Récemment, la base de données de l’administration américaine contenant les données personnelles, dont des empreintes digitales, de 21,5 millions de fonctionnaires américains, a été piratée. Parmi les victimes figurent plusieurs millions de fonctionnaires, dont certains agents des services de renseignement.
En Israël, où un projet pilote de base de données biométrique centralisée est expérimenté depuis quelques années, les dirigeants du Mossad (service de renseignement extérieur) et leurs collègues du Shin Bet (service de contre-espionnage) ont interdit à leurs agents de fournir leurs empreintes digitales, craignant une fuite de données.
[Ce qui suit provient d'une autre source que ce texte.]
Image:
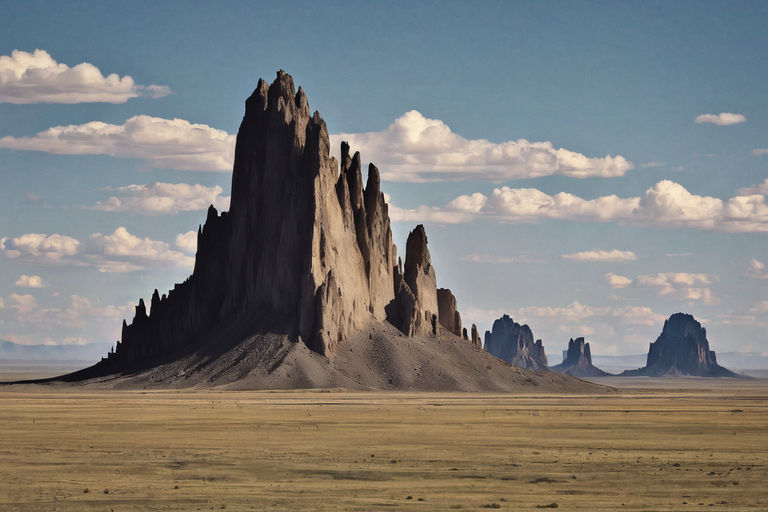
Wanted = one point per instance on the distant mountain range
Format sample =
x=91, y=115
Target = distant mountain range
x=734, y=360
x=15, y=353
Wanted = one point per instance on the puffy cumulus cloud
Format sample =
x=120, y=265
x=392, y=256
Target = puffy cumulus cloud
x=487, y=258
x=122, y=251
x=600, y=255
x=682, y=285
x=666, y=204
x=756, y=268
x=119, y=251
x=616, y=281
x=25, y=281
x=187, y=242
x=37, y=78
x=415, y=148
x=163, y=199
x=760, y=188
x=721, y=119
x=163, y=143
x=40, y=248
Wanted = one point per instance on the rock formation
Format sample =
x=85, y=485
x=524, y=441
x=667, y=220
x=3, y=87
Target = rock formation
x=514, y=343
x=476, y=337
x=447, y=314
x=681, y=349
x=299, y=284
x=578, y=361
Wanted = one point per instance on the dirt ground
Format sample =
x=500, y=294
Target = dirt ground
x=691, y=444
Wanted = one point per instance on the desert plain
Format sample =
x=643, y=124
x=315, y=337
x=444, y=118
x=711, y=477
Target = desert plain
x=691, y=444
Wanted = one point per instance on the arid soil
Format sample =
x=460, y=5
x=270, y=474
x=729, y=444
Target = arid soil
x=702, y=445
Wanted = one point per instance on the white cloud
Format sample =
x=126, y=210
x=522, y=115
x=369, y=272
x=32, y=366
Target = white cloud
x=681, y=285
x=614, y=255
x=23, y=303
x=187, y=242
x=721, y=119
x=37, y=78
x=26, y=281
x=163, y=198
x=40, y=248
x=617, y=281
x=123, y=252
x=756, y=268
x=418, y=149
x=163, y=143
x=760, y=188
x=487, y=258
x=665, y=204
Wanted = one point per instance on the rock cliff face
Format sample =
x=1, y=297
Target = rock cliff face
x=447, y=313
x=305, y=250
x=681, y=349
x=578, y=361
x=514, y=343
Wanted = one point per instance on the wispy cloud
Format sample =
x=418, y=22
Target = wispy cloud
x=163, y=143
x=601, y=255
x=666, y=204
x=415, y=148
x=37, y=78
x=162, y=199
x=721, y=119
x=119, y=251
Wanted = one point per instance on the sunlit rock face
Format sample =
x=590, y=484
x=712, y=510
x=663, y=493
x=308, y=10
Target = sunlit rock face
x=578, y=361
x=681, y=349
x=514, y=343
Dans sa lettre au président du Conseil national du numérique, M. Cazeneuve a insisté sur les précautions (le chiffrement des données notamment) déployées pour protéger les fichiers d’éventuels piratages.
Base de données pas obligatoire
Le but poursuivi par le fichier TES, celui de lutter contre la fraude documentaire, n’est pas remis en cause par ses opposants. Ces derniers notent cependant qu’une partie au moins des objectifs du fichier auraient pu être atteints sans création de base de données.
C’est le cas, par exemple, de la CNIL, qui « regrette que les dispositifs présentant moins de risques pour la protection des données personnelles, tels que la conservation de données biométriques sur un support individuel exclusivement détenu par la personne, n’aient pas été expertisés ». « Base de données nationale ne signifie pas forcément base de données centralisée physiquement, précise Daniel Le Métayer, chercheur en informatique à l’Inria. Une carte à puce sécurisée contenant une empreinte digitale peut authentifier une personne sans révéler son identité ».
Autrement dit, il est possible de vérifier que la personne qui présente une pièce d’identité est bien celle pour qui ladite pièce a été fabriquée en comparant ses empreintes digitales à celles stockées sur la carte. Une option qui suppose d’équiper les cartes d’identité d’une puce sécurisée, à l’instar des passeports. Or il s’agit d’une opération bien plus coûteuse que la création d’un fichier. Et selon Libération, ce serait avant tout pour réaliser des économies que l’option du fichier centralisé a été retenue. Un raisonnement reconnu à demi-mot par M. Cazeneuve dans sa lettre : l’opération qui consisterait à munir les cartes d’identité d’une puce serait d’un « équilibre économique non attesté ».